Добавить в цитаты Настройки чтения

Страница 13 из 14



Размышляя о таком явлении эпохи Серебряного века, как философская андрогинность, надо пристально вглядеться в феномен Башни Вяч. Иванова. Множество мыслящих женщин оказалось в кругу этого неоязычника, намеревавшегося религиозно завершить дело Ницше, создав на русской почве культ Диониса. Под этот проект им было разработано многогранное учение, содержащее богословский и антропологический аспекты, эстетику, своеобразную этику и даже социологию. Мистик и эзотерик, оргиаст, мистагог башенной общины, Иванов играл там роль духовного учителя. Женские души влеклись к нему с особой силой: ведь Иванов как бы со знанием дела теоретизировал именно по поводу смыслов женского бытия. Ключевым для него женским образом была исступленная мэнада, в священном восторге терзающая тело Диониса; он учил о трагической сущности женщины и, в содомском духе, рассуждал о ее «достоинстве» – возможности экзистенциальной самореализации исключительно в женском окружении («О достоинстве женщины»). Свои идеи Иванов осуществлял в религиозной практике, привлекая посетителей Башни, так что эта самая Башня была по сути неоязыческой оргийной сектой.
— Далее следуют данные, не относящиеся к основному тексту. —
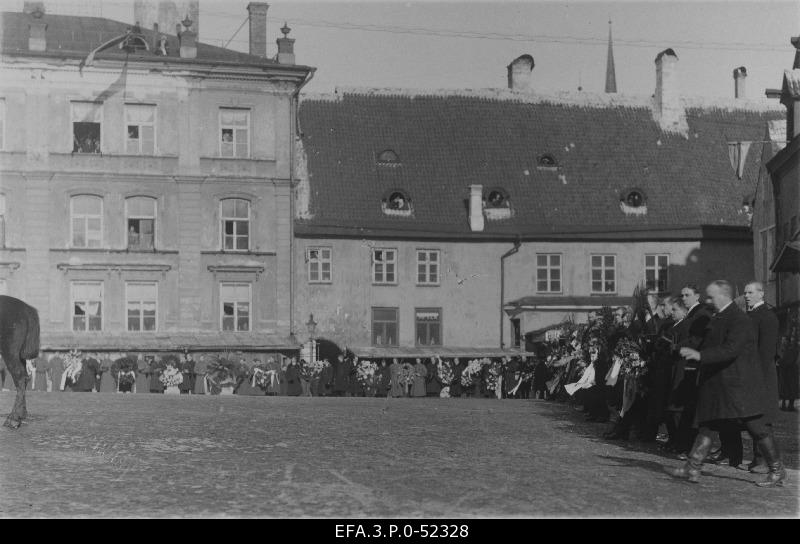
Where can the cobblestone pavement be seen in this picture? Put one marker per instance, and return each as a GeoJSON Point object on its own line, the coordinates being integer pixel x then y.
{"type": "Point", "coordinates": [104, 455]}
До 1907 года – момента ее смерти – вдохновительницей Иванова, соавтором его концепций и душой башенной дионисической «Церкви» (как сам Иванов называл башенное собрание) была Лидия Зиновьева-Аннибал. Иванов наделил жену башенным именем Диотимы[136], намекая этой аллюзией к «Пиру» Платона на ее вдохновляющую мудрость. Опять-таки, в сочинениях супругов присутствуют одни и те же идеи. Скажем, в своих изящных, по форме филологических эссе Иванов учил о тройственных эротических союзах, призванных стать клетками тела Церкви Диониса. Но ту же самую мысль о необходимости «размыкания» брачных колец ради создания общности более высокой, чем христианский брак, Зиновьева развивала в драме «Кольца» (заметим, ученической по уровню). Если Иванов философски мечтал об учреждении женских общин в духе древнегреческих сафических кружков, то Зиновьева в повести «Тридцать три урода» (также весьма слабой) создала художественный образ нетрадиционной для христианской эпохи женской «дружбы» – основы подобных языческих объединений… И Иванов, и Зиновьева – философы, разумеется, в очень условном смысле. Но, как видно, можно говорить об их андрогинном соавторстве, о вдохновляющем взаимном воздействии и совместном труде по жизненной реализации этой «философии» еще с большим правом, чем в сходном случае Мережковского и Гиппиус.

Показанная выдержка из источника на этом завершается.